Le programme de plantation a pris fin en 1987, lorsque le Service forestier national a été privatisé. La nouvelle Compagnie forestière avait une orientation commerciale et les terres particulièrement sujettes à l'érosion n'étaient pas considérées comme économiquement viables. Un examen du programme de plantation a montré que la foresterie avait contribué à la lutte contre l'érosion et au maintien de la productivité, mais que malgré la plantation de 36 100 ha en 16 ans, il fallait encore intervenir sur au moins 110 000 ha (WSD, 1987). La maîtrise en aval de l'alluvionnement et des inondations était moins bonne. Les raisons invoquées étaient les suivantes:

L'exploitation des premières forêts implantées par l'État a démarré en 1990. Au milieu des années 90, la forêt de Mangatu (13 000 ha), par exemple, produisait environ 250 000 tonnes de grumes par an.

Terres rentrant dans la catégorie 3 dans la forêt de Mangatu, dans la région de Gisborne, en 1964

- ARCHIVES NATIONALES - COLLECTION JOHN JOHNS (NOUVELLE-ZÉLANDE)

Une réponse rapide de la foresterie: le site forestier de Mangatu en 1970 après un reboisement efficace

- ARCHIVES NATIONALES - COLLECTION JOHN JOHNS (NOUVELLE-ZÉLANDE)

L'ultime épreuve

Trois mois après l'examen effectué en 1987, la région a été victime d'un cyclone tropical intense baptisé Bola, qui a apporté des vents et des pluies d'une violence que l'on n'observe qu'une seule fois par siècle. En trois jours, en mars 1988, la plus grande partie de ce pays montagneux a reçu 600 mm de pluie. L'épicentre se situait à l'intérieur des terres de Tolaga Bay, où une pluviosité record de 900 mm a été enregistrée.

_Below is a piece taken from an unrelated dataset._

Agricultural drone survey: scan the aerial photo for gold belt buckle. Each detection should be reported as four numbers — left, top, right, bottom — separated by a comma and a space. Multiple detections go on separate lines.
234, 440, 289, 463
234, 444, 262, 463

Les conséquences ont été dramatiques. Les hauteurs ont été dévastées et les fonds de vallée envahis de boue. Sous l'effet du cyclone, la superficie des terres classées comme «sans utilisation productive» est passée de 38 000 ha à 41 000 ha (Hogan, 1990). Dans le seul bassin versant de Waihora, la surface à reboiser a été multipliée par six par rapport aux besoins recensés en 1983 (ECCB, 1998).

Dans les zones boisées, l'érosion était moins marquée que dans celles qui ne l'étaient pas (Kelliher, Marden et Watson, 1992). Les photographies aériennes de la région de Hawkes Bay dans le sud du Cap Est, ont révélé une instabilité de surface sur 0,1 pour cent du bassin versant reboisé, mais sur 0,9 pour cent du bassin versant utilisé pour le pâturage (Fransen et Brownlie, 1996). Cela a prouvé que les forêts de production commerciale constituaient une solution possible pour la maîtrise de l'érosion. La fermeture du couvert forestier est toutefois essentielle, et les pins de moins de six ans d'âge (qui ne constituaient pas un couvert fermé) n'ont pas protégé le sol, n'offrant donc pas une meilleure résistance à l'érosion que les pâturages (Marden et Rowan, 1993).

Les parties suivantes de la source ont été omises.